16 Ocak 2021 Cumartesi

İnsansızlık

 Neredeyse bir haftadır cennet gibi bir yerdeydim. Beyni, bedeni, ruhu uyuşturan bir banyo, dev tahta pencereleri, alçak koltuklarıyla sıcacık bir dağ evi. Dışarıdan sürekli gelen şelalelerin sesine karışan kuş ötüşleri, arada sert arada yumuşak esen rüzgarın; dallarına yapraklarına değdiği ağaçlardan çıkan hışırtılar. Yeşilin her tonu. 

Buraya, problemlerinizi; iş, aşk, dostluk, borçlar hangi tür olursa çözmek için geldiyseniz nafile. Bunca gürültünün, beyin ve ruh uyuşukluğunun olduğu bir mekanda odaklanıp bir problem çözmeye çalışmanız imkansız. Trans halinde geçiyor günleriniz, yavaşlıyor, sakinleşiyorsunuz, beyninizi boşaltıyor, istemeseniz de. 
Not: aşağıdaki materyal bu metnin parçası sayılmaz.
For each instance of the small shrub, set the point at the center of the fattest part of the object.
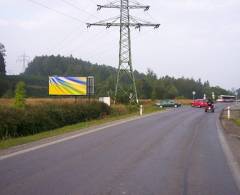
(20, 95)
(16, 122)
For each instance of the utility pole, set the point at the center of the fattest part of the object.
(24, 59)
(125, 76)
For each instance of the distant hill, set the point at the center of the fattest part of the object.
(148, 85)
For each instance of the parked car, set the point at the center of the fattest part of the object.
(168, 103)
(199, 103)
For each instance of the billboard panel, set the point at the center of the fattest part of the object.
(67, 85)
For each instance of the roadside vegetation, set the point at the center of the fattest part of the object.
(41, 121)
(237, 121)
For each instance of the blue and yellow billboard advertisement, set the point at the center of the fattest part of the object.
(67, 85)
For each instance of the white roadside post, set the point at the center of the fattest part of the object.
(229, 113)
(141, 110)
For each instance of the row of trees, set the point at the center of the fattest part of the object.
(149, 86)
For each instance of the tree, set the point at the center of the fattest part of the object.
(20, 95)
(2, 60)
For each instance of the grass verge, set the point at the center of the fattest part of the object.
(237, 121)
(81, 127)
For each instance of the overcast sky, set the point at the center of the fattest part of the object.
(197, 38)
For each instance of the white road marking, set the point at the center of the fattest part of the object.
(72, 137)
(232, 162)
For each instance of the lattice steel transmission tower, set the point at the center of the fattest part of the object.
(125, 76)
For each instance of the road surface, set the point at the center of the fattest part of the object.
(172, 153)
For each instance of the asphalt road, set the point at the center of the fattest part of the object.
(173, 153)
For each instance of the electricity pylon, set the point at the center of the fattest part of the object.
(24, 60)
(125, 75)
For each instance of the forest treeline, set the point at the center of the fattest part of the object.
(149, 86)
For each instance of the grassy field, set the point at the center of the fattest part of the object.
(81, 127)
(237, 121)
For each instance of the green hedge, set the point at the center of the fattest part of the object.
(34, 119)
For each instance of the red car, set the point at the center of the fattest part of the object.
(199, 103)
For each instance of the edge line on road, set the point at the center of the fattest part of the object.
(60, 140)
(231, 160)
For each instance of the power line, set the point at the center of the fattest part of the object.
(56, 11)
(78, 8)
(124, 22)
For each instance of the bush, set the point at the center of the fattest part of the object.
(35, 119)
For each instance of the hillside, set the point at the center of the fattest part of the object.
(148, 85)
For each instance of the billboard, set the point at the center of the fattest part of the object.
(67, 85)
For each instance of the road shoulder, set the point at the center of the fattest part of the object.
(230, 141)
(13, 151)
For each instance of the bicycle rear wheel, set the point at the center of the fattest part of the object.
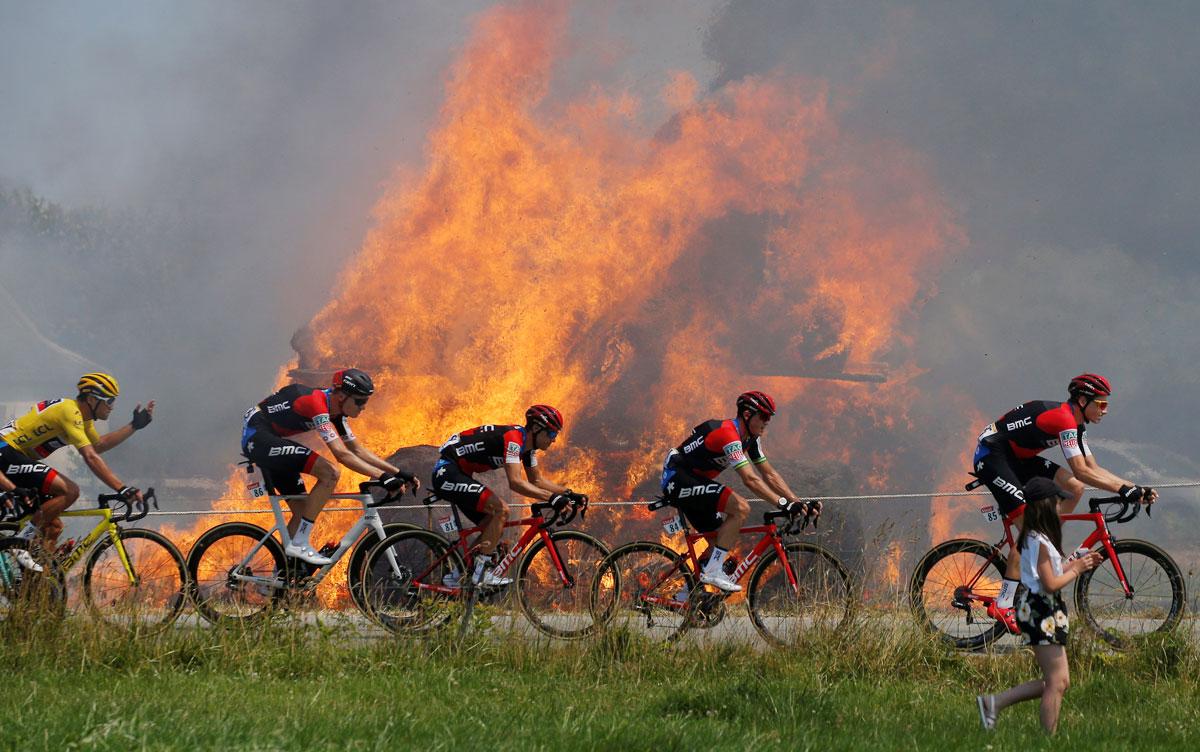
(411, 583)
(1156, 603)
(643, 588)
(145, 599)
(28, 599)
(220, 565)
(558, 608)
(821, 601)
(947, 588)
Ömrümce burada yaşayabilir miyim diye düşündüm. Belki tek başıma, ya da sadece bir kişiyle. Bir perde vardı herşeyi daha flu görmeme neden olan, farkında değildim; o kalktı. Sükunet halinde ruhumla, kalbimle ve yavaşlayan, sakinleşen beynimle görüyor gibi hissetim herşeyi. Yazdım, okudum, oturdum, dinledim, seyrettim.  Paylaştım. Ve geliyorum bu sabahki soruma. 

İnsan yalnız yaşayabilir mi gerçekten?

Orada yaşarım, yapayalnız. Bir derdim olmaz, üzen de mutlu eden de. Bir başıma. Hıı, çok hoş ama bir sürü fotoğraf paylaştım, insanlar görsün istedim, oo ne güzel yermiş, oh kafanı dinliyorsun, yaa beni de götürür, allah aşkına neresi burası, nerdesin ya sen demelerini istedim ki paylaştım. Etkileşim istedim. Konuşmak istedim insanlarla, seslerini duymak, sohbet etmek, onlara yazmak, bana yazmaları, beni özlemeleri. Zerre kadar insanımın olmadığı, trans halinde bir mekanda bile iletişim istedim. İnsan istedim.

İnsanların hepsi benim için kıymetli, beni seveni sevmeyeni, benimle iletişim kuranı kurmayanı, arkadaşım olanı olmayanı. Ben insansız yapamam, kocaman bir kalbim var ve bu kalp birsürü insan sığdırabilirim.